Sunday, April 27, 2008

Differential CRR? That's financial racism.

Finance Minister Chidambaram has a pet peeve. When inflation goes up by a few ticks and he turns to RBI governor Y.V.Reddy for advise, the guv is equally clueless. He knows nothing more than to hike CRR by 25 bps.

A hike in CRR by two tranches of 25 bps each from 7.5% to 8.0% was announced recently by the RBI to suck out excess liquidity from the banking system. But is that enough? It is this predictability that erodes the significance of RBI moves on the economy itself. But stock market nevertheless looks to RBI for direction.

This morning I found Ashok Khemka arguing for nuanced CRR Policy. His key points –

a) Why impose a flat CRR of 8% on all banks’ deposits that looks like a virtual tax? It’s only the sinning few that is responsible for incremental foreign exchange that adds to liquidity. Deposits in domestic currency do not damage the economy. So why not switch to differential CRR on selective foreign exchange inflows (NRI deposits, FII / PE / Hedge Fund inflows) only?

b) Sterilization (mop up of foreign currency by RBI from open market) initiatives have become expensive as reflected by the rise in T-bill yields from 7.4-7.6% from 6.6-7% as was earlier. This taxes the entire economy for the sins of a few.

c) Levy the higher CRR in the designated currency itself. This obviates RBI having to go in for forex mop up later to maintain the exchange rates. RBI can also make that currency reserve available to the needy to buy assets abroad and negates any adverse effect from currency mismatches in international trades.

Great points. But I see those recommendations calling for containment of liquidity by slapping penalties. It is not equal to identifying a mature mechanism that uses the liquidity inflows which is the need of the hour. It amounts to saying `No’ and that is the easiest part. I would look for ways to use that liquidity into creating better infrastructure before foreign investors find another profitable destination outside India. Money is fungible and investors don’t waste much time if they feel they are not welcome here.

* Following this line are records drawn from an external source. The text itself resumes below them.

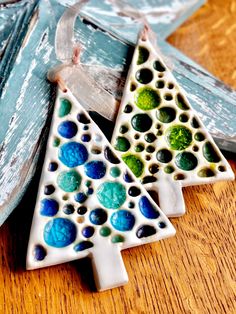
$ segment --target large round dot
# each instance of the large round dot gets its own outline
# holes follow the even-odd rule
[[[167,129],[166,140],[171,149],[183,150],[192,143],[192,133],[185,126],[174,125]]]
[[[58,116],[60,118],[67,116],[71,111],[72,104],[66,98],[60,98],[60,108],[58,111]]]
[[[158,107],[161,98],[157,91],[151,87],[139,88],[135,94],[135,104],[142,110],[151,110]]]
[[[136,72],[136,80],[141,84],[148,84],[153,79],[152,71],[149,69],[140,69]]]
[[[157,160],[163,163],[168,163],[172,159],[172,153],[168,149],[160,149],[157,152]]]
[[[137,178],[141,176],[144,170],[144,163],[139,157],[127,155],[123,156],[122,159]]]
[[[182,170],[193,170],[197,167],[197,158],[190,152],[179,153],[175,157],[175,163]]]
[[[53,247],[62,248],[75,241],[77,229],[75,224],[67,218],[50,220],[44,228],[44,241]]]
[[[78,190],[81,183],[80,174],[75,171],[63,171],[57,177],[57,184],[65,192],[74,192]]]
[[[40,214],[42,216],[52,217],[56,215],[59,209],[59,204],[51,198],[44,198],[40,204]]]
[[[76,135],[78,128],[73,121],[63,121],[59,124],[58,133],[65,138],[72,138]]]
[[[120,152],[126,152],[130,148],[129,140],[124,136],[118,136],[116,138],[115,149]]]
[[[202,148],[203,156],[209,162],[219,162],[220,157],[210,142],[206,142]]]
[[[137,64],[143,64],[149,58],[149,51],[145,47],[138,48],[138,61]]]
[[[112,226],[119,231],[129,231],[135,224],[134,215],[128,210],[119,210],[111,216]]]
[[[107,213],[102,208],[96,208],[90,212],[89,219],[94,225],[102,225],[107,221]]]
[[[97,198],[104,207],[117,209],[126,200],[126,190],[119,182],[104,182],[97,189]]]
[[[86,162],[88,151],[83,144],[69,142],[61,146],[58,157],[64,165],[74,168]]]
[[[103,161],[93,160],[84,165],[85,174],[92,179],[101,179],[105,176],[106,165]]]
[[[157,119],[162,123],[170,123],[175,120],[176,111],[171,107],[162,107],[157,110]]]
[[[146,132],[152,126],[152,119],[146,113],[139,113],[131,120],[132,127],[139,132]]]
[[[38,244],[34,247],[33,255],[36,261],[42,261],[46,257],[47,251],[42,245]]]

Differential treatment is bad. It will mean financial racism. Never do that. Get smart and keep giving them those incentives. You can make hay only while the sun shines on you. Now it is sunny days for emerging markets, especially us. Don’t get smug. Go build better roads, dams, bridges, airports whatever. Don’t slam the door shut on investors. Remember what made Dr.Manmohan Singh open up reforms gate in 1991? We were almost broke. Now don’t get to that point again!